This is the first of a series of blog posts that will discuss how to load data living in the Hadoop Ecosphere into Oracle tables. The goal is to give insights, discuss pros and cons, and best practices for achieving optimal load times and flexibility from an experienced developer’s point of view.
Oracle and Hadoop are complementary technologies where the whole is greater than the sum of the parts. They both have parallel architectures, which, if used intelligently can move data at an impressive rate. Last year, we achieved a load rate of 12TB (terabytes) per hour between Oracle Exadata and Hadoop running on Oracle’s Big Data Appliance (BDA). The ability to distill big data in Hadoop and then to seamlessly move large result sets into the Oracle stack creates enormous added value in solving Big Data problems.

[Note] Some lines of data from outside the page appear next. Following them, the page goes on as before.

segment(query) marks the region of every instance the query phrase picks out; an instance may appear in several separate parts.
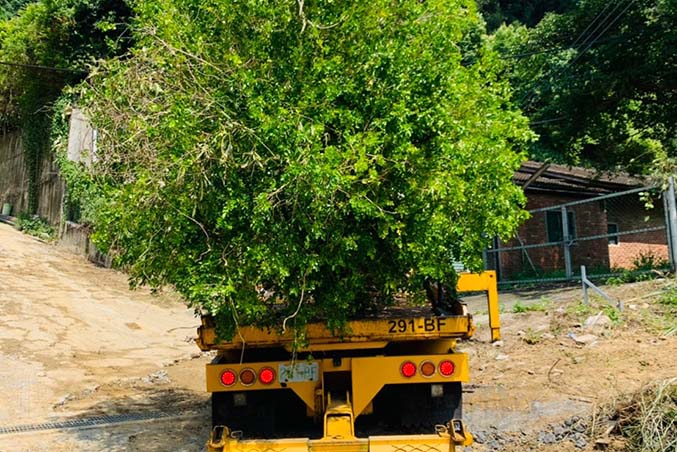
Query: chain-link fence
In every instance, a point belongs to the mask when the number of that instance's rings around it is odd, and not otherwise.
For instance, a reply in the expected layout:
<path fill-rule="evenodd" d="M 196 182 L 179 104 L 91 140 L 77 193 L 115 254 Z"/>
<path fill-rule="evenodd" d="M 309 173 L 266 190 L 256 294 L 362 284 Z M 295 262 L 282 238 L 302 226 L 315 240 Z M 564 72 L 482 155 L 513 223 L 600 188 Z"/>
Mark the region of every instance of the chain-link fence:
<path fill-rule="evenodd" d="M 494 240 L 486 266 L 503 285 L 580 279 L 582 265 L 590 279 L 674 270 L 676 210 L 674 183 L 533 209 L 514 239 Z"/>

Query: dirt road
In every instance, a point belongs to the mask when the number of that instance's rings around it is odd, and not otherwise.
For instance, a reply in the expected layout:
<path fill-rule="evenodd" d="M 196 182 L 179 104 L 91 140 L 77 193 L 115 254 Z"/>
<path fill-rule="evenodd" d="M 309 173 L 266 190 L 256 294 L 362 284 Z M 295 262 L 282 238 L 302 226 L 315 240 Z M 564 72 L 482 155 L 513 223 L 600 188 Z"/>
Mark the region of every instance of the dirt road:
<path fill-rule="evenodd" d="M 123 274 L 0 224 L 0 427 L 202 408 L 197 324 L 177 297 L 130 291 Z M 120 441 L 64 434 L 57 450 L 127 450 L 134 428 L 123 430 Z M 0 450 L 42 450 L 44 439 L 0 435 Z"/>
<path fill-rule="evenodd" d="M 467 451 L 592 451 L 585 424 L 596 406 L 677 375 L 675 319 L 657 303 L 669 285 L 605 287 L 626 301 L 622 313 L 581 305 L 577 287 L 502 294 L 499 346 L 473 301 L 476 339 L 460 344 L 471 363 L 464 417 L 478 439 Z M 600 312 L 613 321 L 586 329 Z M 0 224 L 0 451 L 203 450 L 209 357 L 191 342 L 196 325 L 176 297 L 129 291 L 123 274 Z M 2 433 L 158 412 L 173 417 Z"/>

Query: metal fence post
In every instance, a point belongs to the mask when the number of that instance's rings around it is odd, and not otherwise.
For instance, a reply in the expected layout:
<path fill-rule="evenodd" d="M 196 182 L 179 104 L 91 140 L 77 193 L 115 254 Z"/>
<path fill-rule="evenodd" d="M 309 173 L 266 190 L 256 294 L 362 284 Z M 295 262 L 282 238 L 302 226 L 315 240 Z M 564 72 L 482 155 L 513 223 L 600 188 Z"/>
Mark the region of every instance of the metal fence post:
<path fill-rule="evenodd" d="M 567 215 L 567 207 L 562 206 L 562 241 L 564 244 L 564 270 L 567 279 L 572 278 L 574 272 L 571 268 L 571 244 L 569 237 L 569 216 Z"/>
<path fill-rule="evenodd" d="M 670 176 L 668 179 L 668 189 L 666 190 L 666 206 L 668 212 L 668 224 L 666 224 L 668 235 L 668 248 L 670 255 L 670 267 L 672 271 L 677 271 L 677 201 L 675 201 L 675 178 Z"/>
<path fill-rule="evenodd" d="M 588 275 L 585 272 L 585 265 L 581 265 L 581 284 L 583 284 L 583 304 L 588 304 L 588 286 L 585 284 L 585 280 L 588 279 Z"/>

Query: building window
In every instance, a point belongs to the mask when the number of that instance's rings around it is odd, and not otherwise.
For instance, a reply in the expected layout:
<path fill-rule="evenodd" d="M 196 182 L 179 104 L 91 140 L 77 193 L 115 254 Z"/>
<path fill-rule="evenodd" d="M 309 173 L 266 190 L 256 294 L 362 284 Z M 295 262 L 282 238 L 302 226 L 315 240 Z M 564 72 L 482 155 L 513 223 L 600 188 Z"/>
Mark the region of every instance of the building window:
<path fill-rule="evenodd" d="M 609 245 L 618 245 L 619 238 L 618 234 L 618 225 L 616 223 L 609 223 L 606 225 L 606 233 L 609 234 Z"/>
<path fill-rule="evenodd" d="M 567 212 L 567 221 L 569 226 L 569 239 L 576 238 L 576 218 L 573 212 Z M 545 212 L 545 225 L 548 233 L 548 243 L 561 242 L 562 237 L 562 212 Z"/>

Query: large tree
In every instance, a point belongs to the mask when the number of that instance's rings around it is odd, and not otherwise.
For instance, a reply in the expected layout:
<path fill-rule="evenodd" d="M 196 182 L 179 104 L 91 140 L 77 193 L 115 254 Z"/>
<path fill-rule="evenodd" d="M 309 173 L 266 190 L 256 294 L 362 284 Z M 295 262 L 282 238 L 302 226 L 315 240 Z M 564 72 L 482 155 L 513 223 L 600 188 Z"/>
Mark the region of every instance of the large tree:
<path fill-rule="evenodd" d="M 531 138 L 469 0 L 136 3 L 84 88 L 97 243 L 236 323 L 332 327 L 477 269 Z"/>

In supporting customers who need this functionality we’ve noticed that more frequently than not, we are talking to people who are either Hadoop experts or Oracle heavyweights but not both. In our attempt to explain these two technologies we will offer breakout sections that offer some rudimentary background notes about Hadoop and Oracle that we think are important to understand, so you can use these tools effectively. Additional specialized topics will also go into loading issues specific to RAC and Exadata environments.
Hadoop developers might be asking themselves the following question: Oracle has been around for a long time managing huge sets of data in tables. These tables had to be loaded somehow? What’s the added value of the Big Data Connectors? Can’t we use the standard utilities Oracle has provided to load tables?
The quick answer is yes. But if you are dealing with Big Data, you really don’t want to.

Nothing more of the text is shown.